U.S. Women's Soccer and the Problem of American Exceptionalism

As I write this article a few hours after the U.S. Women's Soccer team beat France in the World Cup semifinals, I know that if they lose in the finals, the American excitement toward soccer will wane once again. To be perfectly honest, soccer in our country will continue to be considered a boring, low-scoring game that rarely generates interest or excitement among American sports fans.

But, for now, U.S. Soccer -- nay, U.S. Women's Soccer -- is the talk of the town. Some have argued that it's the talk of the town by default, because all the other sports are involved in contentious labor disputes; and baseball, well, September is still far away. Others contend that they have become the darlings of our country because of their flair for the dramatic and the thrill of their quarterfinal victory over Brazil. While these factors have contributed to the sudden popularity of soccer in the U.S., I believe that there is a far more significant reason why the country is captivated by these women, and it serves as an important reminder to us about our priorities and goals in life.

We Americans have this obsessive need to be the best at whatever we do. We are the most powerful country in the world, and we never miss an opportunity to remind others of our superiority. Our culture and politics are based on "American Exceptionalism," which means that we believe that we are better than everyone else. Therefore, if there is an activity or program that we aren't the best at, we tend to quickly rationalize and explain that our deficiency should not be confused with our inadequacy. "Who needs soccer," we say to the rest of the world. It's not that important to us. We play football, a real man's sport.

However, in our heart of hearts, we know the reality -- that soccer is the world's sport. And we really want to be the best at soccer. The U.S. Men's Soccer team is improving, but they are not a championship-caliber team quite yet. We get excited when they win a couple of games, but we don't expect anything more than that. With the Women's Soccer team, though, there is a different feeling in the air. We really believe that they can win and that they can be the best. We, therefore, don't feel ashamed or timid to cheer and brag about our Women's Soccer team to the rest of the world. We jump on the bandwagon with great enthusiasm.

I believe this tendency to jump on the bandwagon when our national team is enjoying success is representative of the American sports culture. We aren't interested in mere competition; the thrill of participation is not satisfying enough. What matters is that we win -- not just one game, but everything. Indeed, after the U.S. Women's thrilling victory against Brazil, the sportswriters were questioning the team's ability to regroup and refocus, and predicted that if they don't win the World Cup, no one will remember the dramatic goal scored by Amy Wambach in extra time.

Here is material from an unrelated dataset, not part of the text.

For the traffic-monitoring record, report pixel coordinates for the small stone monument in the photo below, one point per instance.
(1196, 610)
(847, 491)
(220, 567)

Our collective attitude toward tennis, golf and the Olympics are illustrative of this cultural phenomenon. In years past, when the top tennis players were American, like Connors and McEnroe, tennis boomed in this country. More recently, with no transcendent American star, interest has waned. The same is true in golf. Now that Tiger Woods is no longer dominant, golf is not as big a draw as it was just a few years ago. Similarly, ratings are routinely higher for the Summer Olympics, where the Americans usually win the medal count, compared to the winter games in which we are constantly bested by other countries.

We American's revere the great football coach Vince Lombardi, who famously said, "winning isn't everything, it's the only thing." But is this credo something we really want to live by? When we teach our children to play sports, we stress the thrill and value of competition, not winning. We teach them "that it's not whether you win or lose, but how you play the game."

Unfortunately, that ideal is often forgotten once we actually begin to compete. By and large, American culture no longer believes that maxim. Instead, we have become a nation wedded to the concept that "winning is the only thing." How sad. We have lost the joy that comes from challenging ourselves to compete, and from knowing that we have given our best effort, even if we didn't win.

The unhealthy emphasis placed on winning in our society, conflicts with one of the basic precepts of Judaism, which values the journey toward perfection and recognizes that true perfection is only found in God. This idea is evidenced by the biblical commandment that every Jew study the Bible. It doesn't matter whether he or she will become a scholar, rabbi, businessperson or mailman. From the Jewish perspective, the pursuit of knowledge is far more important and commendable than being the best or most knowledgeable. Every person is obligated to study Torah so that he can become the best Jew he can be, even if he never achieves renown or greatness.

So while we revel in the achievement of the Women's Soccer team (for now), we should learn to appreciate athletes who give their all and compete to the best of their ability, even when they fall short of their goals and our national dreams. Win or lose, good or bad, we would be wise to show the same excitement and zeal when we observe valiant competitors in any walk of life, striving for excellence, so that our children will learn to appreciate the thrill and joy of competition. That's the true American spirit.